A integração é, em democracia, um factor de agregação, e não de
fragmentação, como é o multiculturalismo. Este último, aliás, levanta problemas
de enorme dificuldade. Que fazer, numa sociedade que privilegia o
multiculturalismo, com a aprendizagem da língua, o respeito pelas leis sobre
violência física e familiar, a poligamia, as regras de saúde e higiene pública,
o respeito pela individualidade da pessoa humana e a crença na inviolabilidade
da vida humana?
É
difícil formular políticas de integração, mesmo sabendo que são essas as que
melhor defendem os direitos dos imigrantes, tanto quanto os dos já residentes.

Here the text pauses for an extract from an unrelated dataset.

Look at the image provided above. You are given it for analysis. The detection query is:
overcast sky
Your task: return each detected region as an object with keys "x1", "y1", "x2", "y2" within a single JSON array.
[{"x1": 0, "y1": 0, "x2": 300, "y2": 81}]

É difícil, porque os inimigos da coesão social
consideram essas políticas racistas ou autoritárias. Mas são princípios simples. Os imigrantes não devem ter direitos
diferentes, em nenhum aspecto, aos dos residentes e nacionais. A imposição de
regras pelos traficantes de mão-de-obra deve ser recusada. Ninguém ilegal,
indocumentado ou clandestino deve ser aceite, a não ser em casos excepcionais
de sofrimento e perigo. A aprendizagem da língua deve ser promovida. A mera
utilização de serviços de saúde por estrangeiros que assim abusam das
facilidades existentes deve ser proibida. A integração vem acima de tudo.
O
multiculturalismo acrescenta-se à política de porta aberta e de acolhimento
universal. São duas tendências perniciosas. Pela segunda, um país renuncia ao
seu direito e ao seu dever de organizar, programar, legalizar e cuidar dos
fluxos migratórios. Mesmo que nunca seja possível, a não ser em ditadura,
controlar absolutamente estes movimentos populacionais, é sempre possível
aumentar o controlo, o planeamento e a previsão, a fim de melhor organizar a
sociedade e os serviços públicos. Pela primeira atitude, a que defende o
multiculturalismo, abre-se a porta a verdadeiros apartheids culturais, com
regras e direitos próprios, verdadeiros alfobres de conflitos sociais e
raciais. Sob a aparência de respeito pelas culturas e pelas identidades, o
multiculturalismo é um convite à ilegalidade e à fragmentação. Nestas questões,
a complacência é tão perigosa quanto a opressão.